In seiner Wohnung in D befindet sich ein Büro, von dem aus der Kläger die meisten Umsätze tätigt, insbesondere die Abwicklung des Geschäftsverkehrs mit seinen wichtigsten Kunden. Im Großmarkt K unterhält er eine Betriebstätte, in der er Waren an Einzelunternehmer verkauft. In den Streitjahren fuhr er an Werktagen täglich von seinem Büro in D zur Verkaufsstelle in K. Der Beklagte und Revisionsbeklagte (das Finanzamt - FA -) erkannte in den Einkommensteuer- und Gewerbesteuermeßbescheiden 1978 bis 1980 nicht die tatsächlichen Fahrtkosten, sondern nur 0,36 DM je Entfernungskilometer als Betriebsausgaben an.

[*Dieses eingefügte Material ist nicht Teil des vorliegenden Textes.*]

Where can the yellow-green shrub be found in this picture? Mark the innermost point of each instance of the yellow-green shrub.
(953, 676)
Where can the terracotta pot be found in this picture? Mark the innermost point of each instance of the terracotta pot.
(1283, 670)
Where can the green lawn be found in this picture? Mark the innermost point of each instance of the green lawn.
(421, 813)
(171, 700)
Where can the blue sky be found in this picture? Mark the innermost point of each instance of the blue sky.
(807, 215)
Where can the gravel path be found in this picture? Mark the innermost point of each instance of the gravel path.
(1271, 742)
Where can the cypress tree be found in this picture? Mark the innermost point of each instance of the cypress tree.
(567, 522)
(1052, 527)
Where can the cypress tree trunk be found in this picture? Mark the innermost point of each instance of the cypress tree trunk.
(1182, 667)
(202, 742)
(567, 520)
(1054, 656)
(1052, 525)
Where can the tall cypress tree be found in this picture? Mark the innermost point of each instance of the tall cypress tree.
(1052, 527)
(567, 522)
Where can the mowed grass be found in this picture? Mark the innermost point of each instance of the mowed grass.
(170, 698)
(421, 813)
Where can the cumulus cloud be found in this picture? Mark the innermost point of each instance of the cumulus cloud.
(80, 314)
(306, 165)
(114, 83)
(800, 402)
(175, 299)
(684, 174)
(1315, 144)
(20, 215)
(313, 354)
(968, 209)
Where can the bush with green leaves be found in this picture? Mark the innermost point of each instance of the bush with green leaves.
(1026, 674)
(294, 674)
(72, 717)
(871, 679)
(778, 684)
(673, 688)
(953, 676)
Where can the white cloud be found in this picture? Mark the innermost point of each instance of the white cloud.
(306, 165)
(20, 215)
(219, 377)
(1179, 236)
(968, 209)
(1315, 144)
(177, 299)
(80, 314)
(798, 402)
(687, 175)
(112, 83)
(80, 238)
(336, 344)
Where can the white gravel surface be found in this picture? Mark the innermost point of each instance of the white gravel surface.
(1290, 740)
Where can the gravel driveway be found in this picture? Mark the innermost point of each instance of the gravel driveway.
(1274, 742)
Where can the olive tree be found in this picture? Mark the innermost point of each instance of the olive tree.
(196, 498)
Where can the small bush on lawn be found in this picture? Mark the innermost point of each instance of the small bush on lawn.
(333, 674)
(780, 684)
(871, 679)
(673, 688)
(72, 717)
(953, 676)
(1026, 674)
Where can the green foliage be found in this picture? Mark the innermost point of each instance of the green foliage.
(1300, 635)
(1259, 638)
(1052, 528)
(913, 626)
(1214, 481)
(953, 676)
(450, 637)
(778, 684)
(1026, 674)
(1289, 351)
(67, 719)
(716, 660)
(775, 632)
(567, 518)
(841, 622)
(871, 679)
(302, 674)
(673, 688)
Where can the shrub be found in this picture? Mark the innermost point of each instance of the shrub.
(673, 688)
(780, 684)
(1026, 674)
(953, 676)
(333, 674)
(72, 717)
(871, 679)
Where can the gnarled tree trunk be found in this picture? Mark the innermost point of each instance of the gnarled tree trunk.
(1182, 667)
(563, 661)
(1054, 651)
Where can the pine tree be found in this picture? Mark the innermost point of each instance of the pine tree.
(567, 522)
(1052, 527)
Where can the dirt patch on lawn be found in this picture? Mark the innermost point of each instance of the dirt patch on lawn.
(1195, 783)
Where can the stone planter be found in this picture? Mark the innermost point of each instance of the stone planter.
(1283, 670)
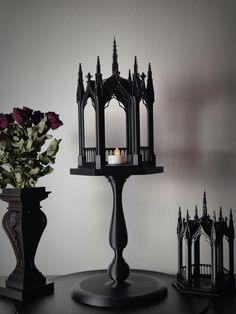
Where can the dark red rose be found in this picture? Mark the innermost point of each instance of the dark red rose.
(3, 121)
(22, 115)
(36, 117)
(9, 117)
(53, 120)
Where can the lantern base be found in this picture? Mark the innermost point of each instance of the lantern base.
(26, 294)
(141, 288)
(201, 291)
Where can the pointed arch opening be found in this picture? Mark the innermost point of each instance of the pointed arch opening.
(90, 130)
(143, 124)
(115, 126)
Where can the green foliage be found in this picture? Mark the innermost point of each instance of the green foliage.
(22, 161)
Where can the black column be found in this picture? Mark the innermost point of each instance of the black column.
(118, 238)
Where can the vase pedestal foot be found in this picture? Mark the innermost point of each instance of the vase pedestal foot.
(97, 289)
(26, 294)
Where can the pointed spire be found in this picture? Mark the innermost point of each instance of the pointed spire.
(80, 73)
(129, 76)
(150, 88)
(231, 226)
(136, 80)
(204, 209)
(98, 66)
(179, 213)
(179, 226)
(89, 76)
(187, 215)
(149, 71)
(80, 86)
(220, 216)
(135, 65)
(114, 58)
(98, 81)
(214, 215)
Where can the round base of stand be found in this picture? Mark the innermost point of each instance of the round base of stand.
(141, 288)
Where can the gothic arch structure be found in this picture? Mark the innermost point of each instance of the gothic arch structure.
(129, 93)
(194, 277)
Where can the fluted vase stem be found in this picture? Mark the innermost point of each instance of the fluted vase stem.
(118, 237)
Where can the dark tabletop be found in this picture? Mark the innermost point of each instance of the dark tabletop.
(61, 302)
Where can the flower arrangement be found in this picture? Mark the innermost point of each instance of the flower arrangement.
(23, 134)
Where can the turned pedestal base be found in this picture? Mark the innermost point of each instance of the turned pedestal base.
(97, 289)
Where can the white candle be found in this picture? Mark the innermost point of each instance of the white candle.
(117, 158)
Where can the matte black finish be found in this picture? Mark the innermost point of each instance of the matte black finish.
(193, 276)
(130, 93)
(62, 303)
(93, 161)
(118, 238)
(24, 224)
(141, 289)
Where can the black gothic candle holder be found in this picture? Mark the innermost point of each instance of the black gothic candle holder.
(194, 277)
(118, 286)
(129, 92)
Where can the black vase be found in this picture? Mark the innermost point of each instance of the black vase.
(24, 223)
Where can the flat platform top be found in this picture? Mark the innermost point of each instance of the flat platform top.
(61, 302)
(111, 170)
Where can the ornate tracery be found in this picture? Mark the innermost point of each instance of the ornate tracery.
(129, 93)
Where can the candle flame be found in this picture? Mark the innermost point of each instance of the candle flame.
(117, 152)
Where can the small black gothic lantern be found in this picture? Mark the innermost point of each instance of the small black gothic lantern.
(130, 93)
(197, 278)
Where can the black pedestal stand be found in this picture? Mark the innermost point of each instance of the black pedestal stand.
(118, 287)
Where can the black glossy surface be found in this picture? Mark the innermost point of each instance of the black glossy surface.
(61, 302)
(141, 288)
(113, 170)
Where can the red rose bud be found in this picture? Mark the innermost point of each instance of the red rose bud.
(53, 120)
(3, 122)
(22, 115)
(36, 117)
(9, 117)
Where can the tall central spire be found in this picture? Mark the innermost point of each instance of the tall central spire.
(114, 58)
(204, 209)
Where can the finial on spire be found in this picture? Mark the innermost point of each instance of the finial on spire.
(214, 215)
(204, 209)
(187, 215)
(129, 76)
(98, 65)
(196, 212)
(89, 76)
(149, 69)
(179, 212)
(80, 86)
(114, 57)
(80, 74)
(220, 216)
(135, 65)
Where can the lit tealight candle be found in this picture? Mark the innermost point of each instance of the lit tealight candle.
(117, 158)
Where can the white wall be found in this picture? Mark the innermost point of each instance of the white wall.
(191, 45)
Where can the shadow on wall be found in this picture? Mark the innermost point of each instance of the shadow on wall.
(201, 126)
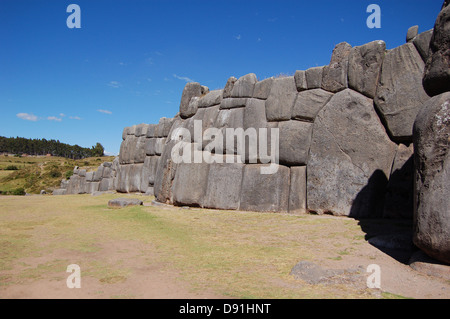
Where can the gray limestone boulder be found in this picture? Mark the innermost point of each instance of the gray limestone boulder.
(350, 158)
(59, 192)
(77, 185)
(314, 77)
(151, 130)
(265, 192)
(229, 87)
(212, 98)
(190, 90)
(335, 75)
(186, 176)
(364, 67)
(141, 130)
(297, 190)
(300, 80)
(432, 176)
(129, 179)
(399, 199)
(295, 140)
(400, 94)
(412, 33)
(422, 44)
(244, 86)
(309, 103)
(223, 190)
(231, 103)
(92, 187)
(106, 184)
(281, 99)
(436, 78)
(262, 89)
(124, 202)
(231, 119)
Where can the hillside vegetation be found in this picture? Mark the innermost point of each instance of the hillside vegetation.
(31, 174)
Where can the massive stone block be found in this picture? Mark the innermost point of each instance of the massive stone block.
(129, 179)
(350, 158)
(265, 192)
(400, 93)
(262, 89)
(432, 176)
(223, 190)
(190, 90)
(297, 190)
(364, 65)
(422, 43)
(244, 86)
(335, 75)
(398, 203)
(186, 176)
(281, 99)
(295, 140)
(309, 103)
(229, 87)
(314, 77)
(436, 79)
(212, 98)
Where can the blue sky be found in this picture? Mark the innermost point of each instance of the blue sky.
(130, 60)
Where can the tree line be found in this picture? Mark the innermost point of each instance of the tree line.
(20, 145)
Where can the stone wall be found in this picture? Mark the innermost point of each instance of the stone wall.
(345, 133)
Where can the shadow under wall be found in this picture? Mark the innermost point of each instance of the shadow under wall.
(391, 233)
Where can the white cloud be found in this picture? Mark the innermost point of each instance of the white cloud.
(54, 118)
(114, 84)
(27, 116)
(104, 111)
(184, 78)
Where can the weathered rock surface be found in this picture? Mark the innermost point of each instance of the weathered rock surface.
(309, 103)
(295, 140)
(265, 192)
(123, 202)
(422, 43)
(364, 67)
(190, 90)
(223, 190)
(244, 86)
(281, 99)
(186, 176)
(335, 75)
(314, 77)
(399, 200)
(432, 176)
(400, 93)
(437, 70)
(297, 191)
(346, 174)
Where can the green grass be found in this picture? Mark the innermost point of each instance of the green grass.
(34, 174)
(235, 254)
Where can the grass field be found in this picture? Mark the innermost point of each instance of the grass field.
(123, 252)
(34, 173)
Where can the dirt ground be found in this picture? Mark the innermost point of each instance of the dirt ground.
(145, 272)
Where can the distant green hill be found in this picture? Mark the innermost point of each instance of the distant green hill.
(31, 174)
(20, 145)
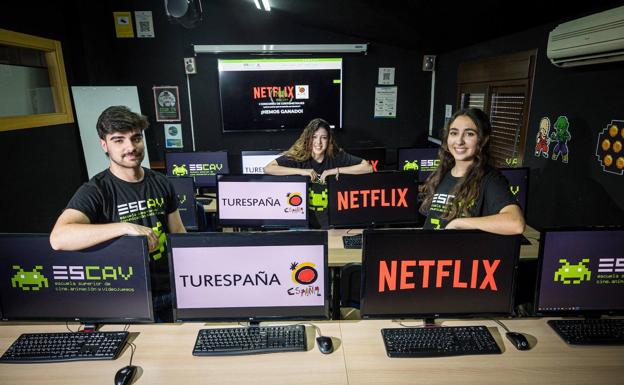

Ab April 1979 machte der Kläger Aufwendungen in Höhe von 200 DM monatlich für eine Direktversicherung zugunsten seiner Ehefrau, die aufgrund eines vom FA ertragsteuerrechtlich anerkannten Arbeitsvertrags im Betrieb mitarbeitete, als Betriebsausgaben geltend. Die wöchentliche Arbeitszeit der Ehefrau betrug etwa 70 Stunden. Sie bezog ein Gehalt von 42 743 DM im Jahre 1979 und von 44 788 DM im Jahre 1980; außerdem bestand für sie die übliche Angestelltenversicherung. Ferner beschäftigte der Kläger noch den Angestellten S, der im Jahr 1979 einen Jahreslohn von 21 800 DM und im Jahre 1980 einen Jahreslohn von 24 912 DM bezog. S und weitere im Betrieb nicht ganzjährig tätige Aushilfskräfte - jährlich etwa 11 bis 12 Arbeitnehmer - erhielten keine zusätzliche Altersversorgung. Das FA versagte den Abzug der monatlichen Zahlung aufgrund der zugunsten seiner Ehefrau abgeschlossenen Direktversicherung in den Einkommensteuer- und Gewerbesteuermeßbescheiden 1979 und 1980 als Betriebsausgaben.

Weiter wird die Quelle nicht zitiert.